Clients, die die DNSSEC-Signaturen selbst validieren, MÜSSEN Standard-DNSSEC-Validierungsverfahren verwenden. Clients, die sich auf eine andere Entität verlassen, um die DNSSEC-Signaturvalidierung durchzuführen, MÜSSEN einen sicheren Mechanismus zwischen sich und dem Validator verwenden. Beispiele für sichere Transporte zu anderen Hosts umfassen TSIG [RFC2845], SIG(0) [RFC2931] und IPsec [RFC6071]. Beachten Sie, dass es nicht ausreicht, einen sicheren Transport zu einem DNS-Resolver zu verwenden, der keine DNSSEC-Signaturvalidierung durchführt. Siehe Abschnitt 8.3 für weitere Sicherheitsüberlegungen im Zusammenhang mit externen Validatoren.

Wenn eine Zertifikatszuordnung eine Zertifikatsverwendung, einen Selektor oder einen Übereinstimmungstyp enthält, der vom TLS-Client nicht verstanden wird, MUSS diese Zertifikatszuordnung als unbrauchbar betrachtet werden. Wenn die Vergleichsdaten für ein Zertifikat fehlerhaft sind, MUSS die Zertifikatszuordnung als unbrauchbar betrachtet werden.

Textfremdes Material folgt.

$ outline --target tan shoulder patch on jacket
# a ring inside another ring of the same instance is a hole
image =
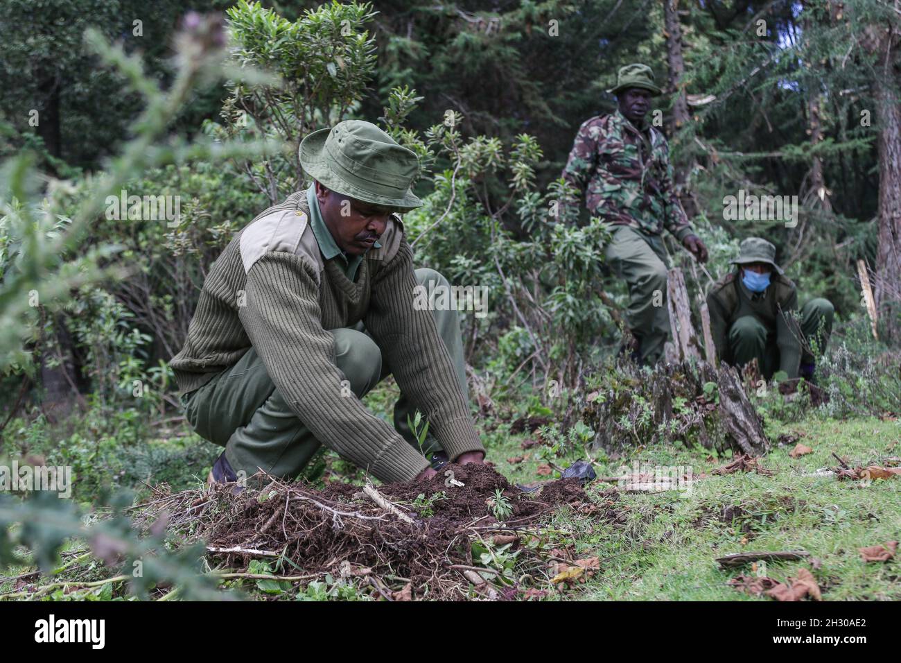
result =
[[[244,228],[241,235],[241,260],[244,273],[270,251],[295,253],[309,218],[299,209],[276,209]]]

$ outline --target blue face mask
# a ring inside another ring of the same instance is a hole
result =
[[[743,270],[743,272],[744,276],[742,277],[742,282],[751,292],[763,292],[769,286],[769,272],[759,274],[751,270]]]

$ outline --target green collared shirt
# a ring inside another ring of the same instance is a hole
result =
[[[336,256],[341,256],[341,259],[344,262],[344,273],[348,279],[353,281],[357,276],[357,269],[359,267],[359,263],[363,262],[363,256],[354,255],[348,257],[347,253],[338,248],[334,237],[332,236],[332,233],[325,225],[323,215],[319,211],[315,183],[311,184],[310,188],[306,190],[306,202],[310,206],[310,223],[313,225],[313,235],[316,238],[319,250],[323,252],[323,257],[326,260],[332,260]],[[381,244],[376,242],[373,247],[378,249],[381,248]]]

Wenn eine Zertifikatszuordnung einen Übereinstimmungstyp oder Zertifikatszuordnungsdaten enthält, die einen kryptografischen Algorithmus verwenden, der für die Richtlinie des TLS-Clients als zu schwach angesehen wird, MUSS die Zertifikatszuordnung als unbrauchbar betrachtet werden.

Wenn eine Anwendung null verwendbare Zertifikatszuordnungen von einer DNS-Anfrage oder aus ihrem Cache erhält, verarbeitet sie TLS auf normale Weise ohne Eingabe von den TLSA-Einträgen. Wenn eine Anwendung eine oder mehrere verwendbare Zertifikatszuordnungen erhält, versucht sie, jede Zertifikatszuordnung mit dem Endentitätszertifikat des TLS-Servers abzugleichen, bis eine erfolgreiche Übereinstimmung gefunden wird. Während des TLS-Handshakes MUSS der TLS-Client den Handshake abbrechen, wenn keine der Zertifikatszuordnungen mit dem vom TLS-Server angegebenen Zertifikat übereinstimmt.

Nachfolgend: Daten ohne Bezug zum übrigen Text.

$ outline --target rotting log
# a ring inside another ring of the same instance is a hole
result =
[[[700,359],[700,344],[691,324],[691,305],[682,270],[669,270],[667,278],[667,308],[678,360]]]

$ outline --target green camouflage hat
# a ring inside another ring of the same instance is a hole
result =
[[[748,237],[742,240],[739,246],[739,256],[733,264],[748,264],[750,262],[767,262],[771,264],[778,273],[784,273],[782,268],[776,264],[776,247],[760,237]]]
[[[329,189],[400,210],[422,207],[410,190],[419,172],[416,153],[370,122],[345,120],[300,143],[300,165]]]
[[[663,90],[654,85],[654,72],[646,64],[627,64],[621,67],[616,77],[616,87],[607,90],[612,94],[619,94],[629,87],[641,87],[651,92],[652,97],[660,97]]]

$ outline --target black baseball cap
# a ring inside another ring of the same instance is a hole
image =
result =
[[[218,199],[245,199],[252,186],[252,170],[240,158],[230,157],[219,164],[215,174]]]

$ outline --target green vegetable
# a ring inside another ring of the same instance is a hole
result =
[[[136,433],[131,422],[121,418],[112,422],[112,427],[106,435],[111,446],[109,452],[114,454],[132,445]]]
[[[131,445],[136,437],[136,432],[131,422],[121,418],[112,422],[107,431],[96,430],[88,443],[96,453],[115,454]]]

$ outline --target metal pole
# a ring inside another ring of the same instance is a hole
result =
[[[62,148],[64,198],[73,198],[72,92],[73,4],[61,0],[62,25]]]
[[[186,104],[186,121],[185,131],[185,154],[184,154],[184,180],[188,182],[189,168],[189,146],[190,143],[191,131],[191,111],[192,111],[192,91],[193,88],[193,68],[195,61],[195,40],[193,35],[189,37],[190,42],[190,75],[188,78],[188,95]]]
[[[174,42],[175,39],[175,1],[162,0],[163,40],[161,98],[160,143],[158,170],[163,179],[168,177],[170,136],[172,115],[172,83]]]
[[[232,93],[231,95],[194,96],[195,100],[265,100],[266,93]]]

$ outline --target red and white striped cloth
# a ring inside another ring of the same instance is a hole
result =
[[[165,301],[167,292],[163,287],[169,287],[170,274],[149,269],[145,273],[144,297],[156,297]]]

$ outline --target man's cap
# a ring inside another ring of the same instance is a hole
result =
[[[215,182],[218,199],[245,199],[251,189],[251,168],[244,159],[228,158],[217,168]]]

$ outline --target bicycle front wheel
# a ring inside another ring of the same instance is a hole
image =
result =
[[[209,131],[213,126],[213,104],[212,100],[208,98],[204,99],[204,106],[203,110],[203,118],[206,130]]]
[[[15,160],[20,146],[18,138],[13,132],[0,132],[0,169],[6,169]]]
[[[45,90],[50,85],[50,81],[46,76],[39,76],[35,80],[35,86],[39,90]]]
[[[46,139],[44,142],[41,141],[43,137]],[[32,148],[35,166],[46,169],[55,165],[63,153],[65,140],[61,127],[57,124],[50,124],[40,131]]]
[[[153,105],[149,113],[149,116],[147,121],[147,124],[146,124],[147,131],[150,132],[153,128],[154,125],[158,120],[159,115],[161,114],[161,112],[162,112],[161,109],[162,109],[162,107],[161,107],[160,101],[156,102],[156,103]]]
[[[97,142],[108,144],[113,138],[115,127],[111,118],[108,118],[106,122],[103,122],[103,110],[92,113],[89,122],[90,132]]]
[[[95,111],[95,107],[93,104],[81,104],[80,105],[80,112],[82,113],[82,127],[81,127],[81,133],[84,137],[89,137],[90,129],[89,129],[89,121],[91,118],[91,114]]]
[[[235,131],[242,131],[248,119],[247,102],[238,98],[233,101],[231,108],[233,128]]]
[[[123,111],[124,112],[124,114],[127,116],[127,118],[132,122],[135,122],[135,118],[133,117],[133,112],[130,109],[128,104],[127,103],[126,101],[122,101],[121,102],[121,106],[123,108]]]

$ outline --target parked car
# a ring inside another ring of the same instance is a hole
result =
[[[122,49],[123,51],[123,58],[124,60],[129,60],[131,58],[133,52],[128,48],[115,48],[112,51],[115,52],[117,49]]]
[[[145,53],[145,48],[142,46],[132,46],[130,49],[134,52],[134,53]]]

Ein Angreifer, der in der Lage ist, einen Benutzer zu einem Server unter seiner Kontrolle umzuleiten, kann wahrscheinlich auch DNS-Anfragen vom Benutzer oder DNS-Antworten, die an den Benutzer gesendet werden, blockieren. Um einen Sicherheitsvorteil aus Zertifikatsverwendung 0 oder 1 zu erzielen, muss eine Anwendung, die eine Anfrage für TLSA-Einträge sendet, entweder eine gültige signierte Antwort mit TLSA-Einträgen oder eine Bestätigung erhalten, dass die Domain unsicher oder unbestimmt ist. Wenn eine Anfrage für einen TLSA-Eintrag keines dieser beiden Kriterien erfüllt, die Anwendung aber trotzdem mit dem TLS-Handshake fortfährt, hat die Anwendung keinen Nutzen aus TLSA gezogen und SOLLTE KEINE interne oder externe Anzeige dafür machen, dass TLSA angewendet wurde. Wenn eine Anwendung eine Konfigurationseinstellung hat, die die TLSA-Verwendung aktiviert hat, oder eine Anzeige dafür hat, dass TLSA verwendet wird (unabhängig davon, ob dies konfigurierbar ist oder nicht), DARF diese Anwendung ENTWEDER KEINE TLS-Verbindung starten ODER sie MUSS einen TLS-Handshake abbrechen, wenn beide oben genannten Kriterien nicht erfüllt sind.

Die Anwendung kann die TLSA-Suche vor dem Initiieren des TLS-Handshakes durchführen oder dies während des TLS-Handshakes tun: Die Wahl liegt beim Client.